Just finish the job already...
5,000 U.S. troops have Al Sadr and the remaining elements of his Mahdi Army's forces constituted in Najaf (among other cities like Fallujah) holed up in a Mosque and a cemestary (if I heard right). And so what do we do? We negotiate for an end when we are in position to capture or kill a major rebel figure in Iraq.
We didn't learn from Fallujah in April, we didn't learn from the deaths of troops there that were essentially wasted when the U.S. pulled out of the city instead of defeating its opponent (which it is more than capable of erradicating). But, the military leadership and political leadership are being "sensative" about this. Yet another hypocritical irony of one of the election campaigns (first the flip flop crap which they are also guilty of, and now blasting "sensitivity" while practicing it them-fucking-selves).
Hello!? When Sadr was left in power after Fallujah he gained more supporters for having stood up to the occupation and won. He may have lost more people but in the end it was the U.S. that retreated. The only difference in Najaf is we know where he is and we have almost all of the city under our control except for that Mosque and the nearby buildings.

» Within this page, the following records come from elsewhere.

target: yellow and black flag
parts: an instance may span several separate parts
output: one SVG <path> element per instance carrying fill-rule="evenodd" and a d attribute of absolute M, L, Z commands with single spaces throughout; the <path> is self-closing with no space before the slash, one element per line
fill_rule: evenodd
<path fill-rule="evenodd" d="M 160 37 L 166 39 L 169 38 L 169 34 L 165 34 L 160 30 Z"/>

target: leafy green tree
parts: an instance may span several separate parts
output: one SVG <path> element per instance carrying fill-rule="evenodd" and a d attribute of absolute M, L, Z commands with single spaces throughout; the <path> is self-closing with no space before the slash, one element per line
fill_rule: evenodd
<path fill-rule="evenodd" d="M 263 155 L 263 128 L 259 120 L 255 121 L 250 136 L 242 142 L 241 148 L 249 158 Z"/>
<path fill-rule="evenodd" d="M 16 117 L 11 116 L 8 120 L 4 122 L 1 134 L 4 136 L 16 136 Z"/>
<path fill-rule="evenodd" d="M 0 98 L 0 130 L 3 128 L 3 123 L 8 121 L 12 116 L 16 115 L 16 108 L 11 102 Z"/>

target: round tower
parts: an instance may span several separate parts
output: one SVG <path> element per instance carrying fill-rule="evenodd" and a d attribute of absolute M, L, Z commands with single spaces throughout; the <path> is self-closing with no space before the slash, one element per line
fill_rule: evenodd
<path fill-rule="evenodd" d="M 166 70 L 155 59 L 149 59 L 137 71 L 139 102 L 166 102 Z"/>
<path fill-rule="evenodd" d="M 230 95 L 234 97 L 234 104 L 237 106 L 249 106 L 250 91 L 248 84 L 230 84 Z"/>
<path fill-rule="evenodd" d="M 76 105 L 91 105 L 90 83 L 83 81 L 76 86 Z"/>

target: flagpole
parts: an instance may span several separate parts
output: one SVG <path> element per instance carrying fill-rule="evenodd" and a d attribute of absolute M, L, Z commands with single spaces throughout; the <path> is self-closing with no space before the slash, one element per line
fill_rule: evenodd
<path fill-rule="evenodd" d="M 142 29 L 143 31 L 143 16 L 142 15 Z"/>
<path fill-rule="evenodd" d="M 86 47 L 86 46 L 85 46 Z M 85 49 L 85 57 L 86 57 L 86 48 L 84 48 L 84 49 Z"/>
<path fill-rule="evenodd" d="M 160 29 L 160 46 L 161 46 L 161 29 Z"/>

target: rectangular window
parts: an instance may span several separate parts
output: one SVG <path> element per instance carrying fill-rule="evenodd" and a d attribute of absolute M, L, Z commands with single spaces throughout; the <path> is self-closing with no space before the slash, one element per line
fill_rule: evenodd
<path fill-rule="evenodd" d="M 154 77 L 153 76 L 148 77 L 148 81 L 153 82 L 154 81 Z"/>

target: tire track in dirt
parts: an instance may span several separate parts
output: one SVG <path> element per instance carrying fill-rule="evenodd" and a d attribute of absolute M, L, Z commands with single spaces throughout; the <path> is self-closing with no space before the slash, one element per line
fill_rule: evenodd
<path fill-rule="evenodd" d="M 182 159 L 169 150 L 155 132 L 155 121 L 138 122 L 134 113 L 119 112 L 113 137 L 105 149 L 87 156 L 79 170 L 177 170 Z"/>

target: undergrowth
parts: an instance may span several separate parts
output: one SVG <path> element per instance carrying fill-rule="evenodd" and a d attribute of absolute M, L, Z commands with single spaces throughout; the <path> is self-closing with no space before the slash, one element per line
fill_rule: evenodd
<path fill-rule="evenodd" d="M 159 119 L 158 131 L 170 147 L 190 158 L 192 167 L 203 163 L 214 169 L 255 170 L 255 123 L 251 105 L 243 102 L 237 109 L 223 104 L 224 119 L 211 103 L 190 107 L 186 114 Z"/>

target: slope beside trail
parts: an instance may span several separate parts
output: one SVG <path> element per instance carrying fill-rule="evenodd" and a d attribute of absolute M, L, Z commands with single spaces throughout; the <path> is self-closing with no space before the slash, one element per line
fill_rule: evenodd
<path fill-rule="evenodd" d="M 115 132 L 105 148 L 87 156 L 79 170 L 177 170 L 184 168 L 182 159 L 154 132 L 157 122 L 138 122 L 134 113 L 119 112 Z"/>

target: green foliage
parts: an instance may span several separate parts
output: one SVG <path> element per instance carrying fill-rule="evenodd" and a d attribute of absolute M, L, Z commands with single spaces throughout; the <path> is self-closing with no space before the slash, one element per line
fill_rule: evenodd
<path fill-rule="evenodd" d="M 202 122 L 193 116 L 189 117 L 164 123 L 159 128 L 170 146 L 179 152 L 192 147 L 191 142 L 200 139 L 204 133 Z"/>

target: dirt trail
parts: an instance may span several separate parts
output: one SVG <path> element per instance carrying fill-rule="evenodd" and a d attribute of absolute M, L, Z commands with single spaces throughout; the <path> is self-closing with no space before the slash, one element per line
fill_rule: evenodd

See these pro-Sadr rallies going on, with Iraqi police marching with them? That's a danger to the U.S. picked government of Iraq, and we keep letting them gain strength.
Okay, so you can't have Cobras or Apaches lob a spread of hellfire missiles into the mosque (even though the insurgency recently exploded bombs at a number of Christian churches in Baghdad and Mosul), I partially get the insensitivity of doing that, but you sure as hell can storm the place with backup from the machine guns mounted onto Humvees and Bradleys.
It could be over so fast then, and the best case scenario would be that you'd have him alive and able to be put on trial and accountable for whats happened (seeing as how accountability isn't present in the U.S. government gotta apply it somewhere else at least).
And no surprise that the peace talks broke down because each side blames the other for the violence. That outcome was inevitable. Finish it now if there really is a desire to try and attain peace there.
But given how we seem to be purposely botching our own war efforts to let our enemies regroup for more strikes to make the war more potent and paramount as violence then escalates, I'm not counting to much on us finishing off Sadr's Mahdi Army in Najaf.